Make Sure You Don’t Pay More Than You Need To

  • Compare at least 3 different quotes because policies vary substantially. Check out at least 3 offers before committing to one. Compare apples-to-apples line items like bodily injury and personal property damage liability for the exact same dollar payout amounts.
  • Don’t just pay the state minimums. Your state has legal requirements for the minimum insurance protection you must purchase for bodily injury, property damage, personal protection, and uninsured motorists. Consider paying for more than the legal minimums to protect your financial well-being. By paying more in premiums you could be paying less if you get in an accident. It’s actually not much more per line item, per policy to ensure you are adequately protected to cover damages caused to people or property. 
  • Understand your coverage. A higher deductible reduces your monthly premium costs. If you can cover a $1,000 deductible, for example, you could save substantially on your policy’s premium.
  • Know Your Car’s Worth. If you have an older car you might consider canceling collision/comprehensive if the annual cost is more than 10% of your vehicle’s blue book value.
  • Improve Your Credit Score. Believe it or not, insurance companies can use your credit score to predict the odds of you filing a claim. You could potentially lower your premium by improving your credit score. See this Consumer Reports article on How Your Credit Score Raises Your Premium.

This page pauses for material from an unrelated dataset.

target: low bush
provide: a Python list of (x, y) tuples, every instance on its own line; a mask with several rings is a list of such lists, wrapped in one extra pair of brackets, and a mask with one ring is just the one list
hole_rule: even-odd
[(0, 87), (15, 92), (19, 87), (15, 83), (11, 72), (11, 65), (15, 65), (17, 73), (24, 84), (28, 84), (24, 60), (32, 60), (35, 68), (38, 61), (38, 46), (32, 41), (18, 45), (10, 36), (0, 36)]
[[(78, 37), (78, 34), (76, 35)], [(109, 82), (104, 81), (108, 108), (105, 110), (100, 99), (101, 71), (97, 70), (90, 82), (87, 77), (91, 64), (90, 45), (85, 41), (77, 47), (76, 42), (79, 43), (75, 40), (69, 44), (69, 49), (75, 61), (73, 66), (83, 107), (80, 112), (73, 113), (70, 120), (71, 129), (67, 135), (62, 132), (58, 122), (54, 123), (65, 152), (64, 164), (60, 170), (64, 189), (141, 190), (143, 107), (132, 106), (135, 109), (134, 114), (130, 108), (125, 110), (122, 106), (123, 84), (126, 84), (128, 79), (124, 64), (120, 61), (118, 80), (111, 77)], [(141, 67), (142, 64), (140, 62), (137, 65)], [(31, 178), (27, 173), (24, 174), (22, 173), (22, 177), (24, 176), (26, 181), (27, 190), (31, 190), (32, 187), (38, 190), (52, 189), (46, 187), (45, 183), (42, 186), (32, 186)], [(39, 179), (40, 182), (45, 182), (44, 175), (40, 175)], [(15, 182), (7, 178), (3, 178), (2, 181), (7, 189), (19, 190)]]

A yearly insurance audit can save you big bucks.

It’s insanely difficult to remember every nuance of every policy so it’s important to set up a dedicated time each year to review your policies and make sure you are getting the most bang for your buck. Because our lifestyle situations change we can’t expect our insurance to keep providing practical benefits if we don’t update our policies.

You’d be surprised how much you can save just by getting additional quotes on current policies. A great way to save money is to conduct a yearly personal insurance audit to review what’s working and not working in all of your insurance policies.